Despite problems with public funding, the Japanese economy overall is one of the most research-intensive in the world – partly due to its major tech companies. According to the OECD, in 2016 it devoted 3.14 per cent of GDP to R&D, higher than the EU’s 2.04 percent and the US 2.74 per cent.

In recent years, collaboration on R&D has been slowly expanding between Japan and the EU. They have coordinated funding for research into an array of technologies, including 5G, the Internet of Things, big data, high-speed aircraft, the cloud and anti-icing systems. Japanese researchers have won 32 grants from the European Research Council, a funding line that supports some of the most successful open, "blue skies" research in Europe, and around 300 Japanese in total have been involved in ERC-funded projects.

Matsumoto says his researchers are open for more EU-funded opportunities, and are not put off – as some international institutes are – by humdrum EU grant paperwork. “Researchers hate to lose their time on this. Fortunately, Riken has very good management teams,” he said. The prep work could prove too laborious for other labs in Japan, he added. “In our universities, it’s the researchers that have to do all the tedious paperwork themselves.”

Spin-outs wanted

As well as fishing for more opportunities in Brussels, Matsumoto says he is trying to increase support to new start-ups at home. “We spin out companies but our [overall] efforts have been weak. I’m not happy,” said the president.

He wants to set up a new company to manage Riken’s intellectual property. “We are not allowed to set up a company for the moment [to commercialise Riken's scientific results]. If the legal situation improves, which is expected, we will set one up next year,” he added.

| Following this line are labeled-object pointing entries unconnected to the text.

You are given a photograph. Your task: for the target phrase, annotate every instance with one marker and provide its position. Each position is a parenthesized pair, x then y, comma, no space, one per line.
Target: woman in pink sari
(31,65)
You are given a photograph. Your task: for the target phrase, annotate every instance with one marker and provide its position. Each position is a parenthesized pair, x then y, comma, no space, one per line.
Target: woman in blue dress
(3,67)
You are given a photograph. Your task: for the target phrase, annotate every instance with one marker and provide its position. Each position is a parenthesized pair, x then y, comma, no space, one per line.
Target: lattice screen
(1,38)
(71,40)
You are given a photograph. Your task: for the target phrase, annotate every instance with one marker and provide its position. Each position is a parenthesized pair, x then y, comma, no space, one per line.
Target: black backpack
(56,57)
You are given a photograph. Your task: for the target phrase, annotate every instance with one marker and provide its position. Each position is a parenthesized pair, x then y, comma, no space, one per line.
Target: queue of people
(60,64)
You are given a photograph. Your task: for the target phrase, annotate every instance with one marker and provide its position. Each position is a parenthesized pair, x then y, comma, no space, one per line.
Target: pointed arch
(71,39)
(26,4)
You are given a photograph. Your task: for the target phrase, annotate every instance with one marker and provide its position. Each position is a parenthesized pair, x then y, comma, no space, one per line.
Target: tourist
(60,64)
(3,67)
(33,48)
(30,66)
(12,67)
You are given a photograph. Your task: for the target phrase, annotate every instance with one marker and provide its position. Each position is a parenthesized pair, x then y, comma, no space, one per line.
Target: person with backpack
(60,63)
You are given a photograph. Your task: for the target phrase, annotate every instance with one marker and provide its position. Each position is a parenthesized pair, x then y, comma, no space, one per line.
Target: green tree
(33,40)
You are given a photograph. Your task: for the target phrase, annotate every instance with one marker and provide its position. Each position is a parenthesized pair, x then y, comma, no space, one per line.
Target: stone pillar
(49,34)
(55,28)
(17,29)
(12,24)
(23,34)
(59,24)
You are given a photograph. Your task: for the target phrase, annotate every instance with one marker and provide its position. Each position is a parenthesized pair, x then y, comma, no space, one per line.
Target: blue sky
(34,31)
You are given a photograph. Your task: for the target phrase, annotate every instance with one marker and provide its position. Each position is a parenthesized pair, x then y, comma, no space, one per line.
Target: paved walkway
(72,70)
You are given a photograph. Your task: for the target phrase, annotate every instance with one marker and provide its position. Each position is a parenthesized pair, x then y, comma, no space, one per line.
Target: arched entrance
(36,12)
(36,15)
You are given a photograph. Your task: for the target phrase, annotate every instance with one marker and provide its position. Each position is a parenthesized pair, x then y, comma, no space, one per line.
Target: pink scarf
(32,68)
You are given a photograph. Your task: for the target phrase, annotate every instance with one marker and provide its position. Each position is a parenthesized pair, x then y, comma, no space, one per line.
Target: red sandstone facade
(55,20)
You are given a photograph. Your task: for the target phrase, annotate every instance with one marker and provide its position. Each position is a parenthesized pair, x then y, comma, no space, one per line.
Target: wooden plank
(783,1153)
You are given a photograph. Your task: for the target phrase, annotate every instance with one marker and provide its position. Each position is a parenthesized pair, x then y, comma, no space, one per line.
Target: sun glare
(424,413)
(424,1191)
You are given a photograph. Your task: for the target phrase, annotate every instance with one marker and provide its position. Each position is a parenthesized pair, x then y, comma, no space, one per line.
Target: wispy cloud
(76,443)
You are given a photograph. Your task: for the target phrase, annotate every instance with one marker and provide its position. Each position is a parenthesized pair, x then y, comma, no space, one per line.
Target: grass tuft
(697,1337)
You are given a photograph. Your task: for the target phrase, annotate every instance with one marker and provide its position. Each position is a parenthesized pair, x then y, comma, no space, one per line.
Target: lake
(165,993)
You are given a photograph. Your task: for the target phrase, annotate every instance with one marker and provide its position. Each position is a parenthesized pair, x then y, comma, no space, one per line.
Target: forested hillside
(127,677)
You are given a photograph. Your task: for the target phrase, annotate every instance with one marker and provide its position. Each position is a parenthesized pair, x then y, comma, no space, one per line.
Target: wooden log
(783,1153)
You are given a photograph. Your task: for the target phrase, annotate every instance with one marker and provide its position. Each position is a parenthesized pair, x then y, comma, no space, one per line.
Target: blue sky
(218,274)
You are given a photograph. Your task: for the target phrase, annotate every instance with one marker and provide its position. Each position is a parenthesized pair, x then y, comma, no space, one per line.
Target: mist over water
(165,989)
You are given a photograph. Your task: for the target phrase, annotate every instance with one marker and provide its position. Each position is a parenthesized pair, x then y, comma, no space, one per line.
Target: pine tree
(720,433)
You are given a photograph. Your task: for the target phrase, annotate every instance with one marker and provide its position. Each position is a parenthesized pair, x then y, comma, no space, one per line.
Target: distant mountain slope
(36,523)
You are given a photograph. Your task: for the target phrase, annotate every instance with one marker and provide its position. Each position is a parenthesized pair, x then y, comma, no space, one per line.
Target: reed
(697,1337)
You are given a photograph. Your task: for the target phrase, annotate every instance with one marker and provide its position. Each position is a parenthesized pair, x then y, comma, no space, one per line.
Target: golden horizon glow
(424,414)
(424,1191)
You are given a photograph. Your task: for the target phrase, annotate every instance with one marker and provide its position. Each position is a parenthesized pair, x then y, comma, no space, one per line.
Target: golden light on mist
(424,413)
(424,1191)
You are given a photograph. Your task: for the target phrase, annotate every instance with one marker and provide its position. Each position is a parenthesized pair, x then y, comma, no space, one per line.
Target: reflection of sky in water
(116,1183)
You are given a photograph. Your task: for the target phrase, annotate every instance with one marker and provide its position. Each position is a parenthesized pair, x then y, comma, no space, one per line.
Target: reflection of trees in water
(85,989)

Although it remains the world’s third-largest economy, behind the US and China, Japan has trouble growing companies, with venture capital and risk-taking relatively scarce.

Matsumoto wants to make his facilities more accessible to fledgling companies. “More than 90 per cent of our companies [in Japan] are small-scale. Each company has been given very little opportunity to interact with each other. They wish to have a platform at Riken and I think this is very necessary for our society,” he said.

Matsumoto is also trying to shake things up for his researchers. His "White Brow" initiative offers seven-year contracts to young, promising scientists who don’t need to have doctorates. The white brow name is inspired by a nickname for Ma Liang, a young man in ancient Chinese history who rose to political prominence through skill and talent, and was said to have white strands of hair in his eyebrows.

White brow grant recipients will be encouraged to follow their own interests, with no need to worry about performance evaluation. Over 200 researchers applied to a first competition for only three posts. Each winner will be awarded 50 million yen – a sum 10 to 20 times larger than the average funding they would get from universities, Matsumoto said.

The scheme offers uncommon flexibility for scientists. “These days, young scientists have to be slaves to senior scientists. That is a very bad situation,” Matsumoto said.